Israeli researchers are claiming that president of the Palestinian Authority Mahmoud Abbas was once a Soviet spy.
Researchers at the Hebrew University’s The Truman Institute say they uncovered a document showing that Palestinian Authority president Mahmoud Abbas was a Soviet spy during the Cold War.
The document was allegedly smuggled out of the Soviet Union in the 1980’s by a former KGB archivist who’d become disillusioned with Soviet repression, according to a New York Times story published yesterday.
The document, which names Abbas as having been a “mole” cultivated by the KGB in 1983 in Damascus, Syria, was handed over to British intelligence agents over 20 years ago, and now lives in an archive in the United Kingdom, where the Hebrew University researchers located it and sent it to Israel’s Channel 1. The channel broadcast a report on the document last night.
Document says Abbas's KGB code name was "mole," which just seems a bit too cliche. Why not just code name him "spy"? https://t.co/rteHwqrH3O
— Joshua Davidovich (@JMDavido) September 7, 2016
Mohammed al-Madani, a member of the Fatah's central committee told the left-wing Israeli newspaper Haaretz that the report was merely an effort to discredit Abbas. “This is another attempt to slander him,” al-Madani said.
Twitter users poked fun at the fact that Abbas’s code name was allegedly “mole.” “They couldn't have called him something subtle like SpyDude?” one user asked.

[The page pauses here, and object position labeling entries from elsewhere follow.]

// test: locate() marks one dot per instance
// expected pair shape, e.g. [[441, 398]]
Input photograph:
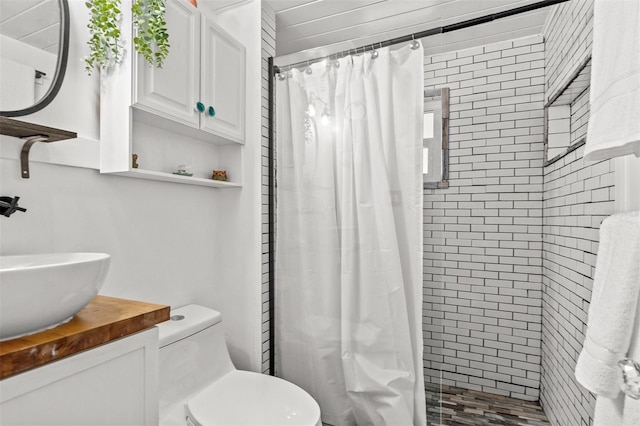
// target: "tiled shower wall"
[[268, 50], [483, 235], [578, 195]]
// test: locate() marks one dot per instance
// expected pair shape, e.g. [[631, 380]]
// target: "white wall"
[[17, 81], [171, 243]]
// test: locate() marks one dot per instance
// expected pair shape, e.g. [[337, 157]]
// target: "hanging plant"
[[151, 41], [105, 34]]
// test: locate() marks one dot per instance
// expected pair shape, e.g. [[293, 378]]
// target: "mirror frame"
[[58, 78]]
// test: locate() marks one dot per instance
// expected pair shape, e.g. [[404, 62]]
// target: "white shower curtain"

The Truman Institute—the Israeli think tank that dug up the document—says on its website that it’s devoted to “advancing peace” in the Middle East. But one of the researchers involved in publicizing the document told The New York Times that he’d publicized the document because he opposes the recent Russian efforts to broker a peace deal between Israel and the Palestinian leadership.